Loyal customers of Putnam Rolling Ladder Company, Inc. might be disappointed to find that the location at 32 Howard Street has closed after decades of service. While we are sad to see a small local business go, we can’t say that we aren’t excited for what’s coming next to the location: iconic L.A.-based designer Rick Owens’s new store.

 

(Rick Owens)

(Rick Owens)

Owens first hinted at the Howard Street location’s opening late last year when a small logo for his brand appeared on the building’s front window. Since that time, there has been little word from the brand on the new store but the company has finally posted a few overexposed shots of the storefront that are in line with the designer’s achromatic, dramatic aesthetic, and while it’s hard to make out much of the store, it certainly looks exciting.

 

Owens’s brand has come a long way since the mid-90s, when he dealt his clothing exclusively through a single retailer. Today, he develops his avant-garde and dark vision season after season (each of which he gives a unique name — 2017’s first collection, for example, is designated “WALRUS”). His iconic sneakers, especially his older models, can fetch thousands of dollars on the secondhand market, and the shock value of his runway shows (you might remember his “human backpack” display from last year) keep him in the spotlight.

 

The Howard Street store will be Owens’s second long-term store in New York City — a shop already exists on Hudson Street and a temporary space for the cheaper DRKSHDW line opened and closed in 2013. This store is the designer’s first store in SoHo proper, however, and puts a very well-known designer in one of the most fashion-forward neighborhoods of New York City. It’s actually kind of shocking that Owens hasn’t physically broken into SoHo yet, but he does have a history of throwing curveballs and it’s uncertain what the new storefront will bring.

 

While the introduction of another famous brand name store might draw even more shoppers to SoHo, it’s becoming more off-putting that more brand names are infiltrating the area.

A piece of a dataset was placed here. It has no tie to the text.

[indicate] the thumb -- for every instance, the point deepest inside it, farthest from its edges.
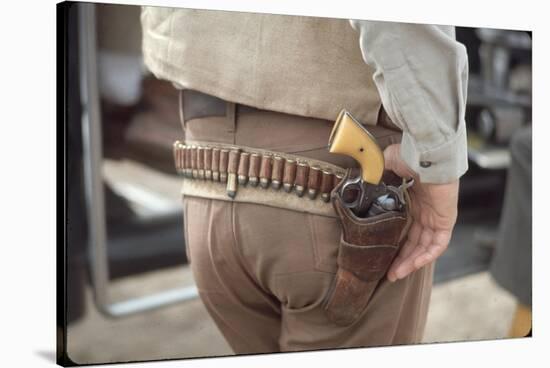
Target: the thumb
(394, 162)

Locals mock the stretch of Broadway that now sports countless mall-friendly brands without offering interesting or unique labels. In addition to the increased brand-name presence, the displacement of a small business might be offputting to some customers. The Rick Owens empire, though, is still on the rise, and though it might seem to some that the brand has reached the peak of its popularity, the future might hold even more for Rick Owens and his line of consistently shocking clothing.